For starters, let’s just focus on the graphics. No picture does them justice. No screenshot captures their beauty. The game in motion is a treat for the eyes, and it looks like an animated cartoon. Like Wind Waker did so many years ago, Ni no Kuni consciously embraces this visual style, and makes it work in service of the story that it is trying to tell. As the game exists, and especially because of its story, Ni no Kuni would not have been the same game without these graphics. It would have lost its charm.
And that same charm is also backed up by the great (albeit repetitive by the end) music and the well written dialog, voiced excellently (with Mr. Drippy especially being a highlight with his Welsh accent). Ni no Kuni, like its protagonist, is a game that brings a smile to your face.
But hell, you don’t care about any of that. I mean, you should, but you don’t. No, you want to know what the catch is. Every HD JRPG looks good. Quite a few of them have great music, and some of them even have good dialog. No, that’s not what you care about. What’s the catch, you ask? No overworld? No towns? Does the battle system suck? All of the above?
And that’s the loveliest part. There is no catch. This game is like the realization of those classic SNES RPGs, in HD. You want a massive overworld? You got it, feel free to explore it at your leisure once the game is done with its (admittedly painfully long) tutorial. You want actual towns and hubs to explore, with people to talk to, and side quest design that doesn’t rival World of Warcraft in its banality? Got you covered there as well. A main quest you won’t lose interest in? Covered, and it’s a long one that constantly keeps you engaged to boot, like the 16 and 32 bit era Square Enix games.

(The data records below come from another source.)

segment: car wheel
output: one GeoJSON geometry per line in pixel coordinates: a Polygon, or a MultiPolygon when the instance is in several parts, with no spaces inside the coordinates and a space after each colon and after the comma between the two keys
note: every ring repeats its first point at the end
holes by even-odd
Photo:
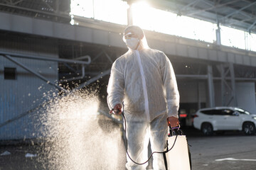
{"type": "Polygon", "coordinates": [[[242,125],[242,131],[247,135],[255,134],[255,125],[252,123],[245,123],[242,125]]]}
{"type": "Polygon", "coordinates": [[[206,136],[210,136],[213,134],[213,128],[212,125],[208,123],[204,123],[201,127],[202,132],[206,136]]]}

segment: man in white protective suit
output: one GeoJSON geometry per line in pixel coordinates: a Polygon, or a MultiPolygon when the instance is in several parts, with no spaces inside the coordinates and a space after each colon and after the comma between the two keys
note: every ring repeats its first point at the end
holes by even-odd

How about the battle system? Take Pokemon, and give us a rudimentary idea of how the battle system could evolve. Yes, it has its problems- controlling too many familiars on the fly becomes difficult, it feels clunky and often degenerates into button mashing, and too many times, the battles drag on too much for their own good. Ironically for a JRPG, the battle system seems to be the biggest point of contention here. It seems brilliant in concept, but seems to lack in execution somewhat. Oh, it’s still great, but it does introduce problems. It’s not intricate, but it is overwhelming. It’s not turn based, but it’s not real time. It’s an uncomfortable mix, and a lot of the game’s overall problems, such as unexpected difficulty spikes, come from the battle system.
And in spite of all that, it’s still fun to play through. Yeah, it may be frustrating, yeah, it may seem like a flaw, but hey, if you played through Demon’s or Dark Souls and survived, chances are Ni no Kuni won’t bother you.
So does Ni no Kuni do it then? Does it realize the promise of the HD JRPG, a promise made to us eight years ago, but one never fulfilled? The truth is, it doesn’t. It’s still not what, say, Xenoblade HD would be. But you know what? It comes damn close. And if you have any interest in RPGs, you owe it to yourself to play it.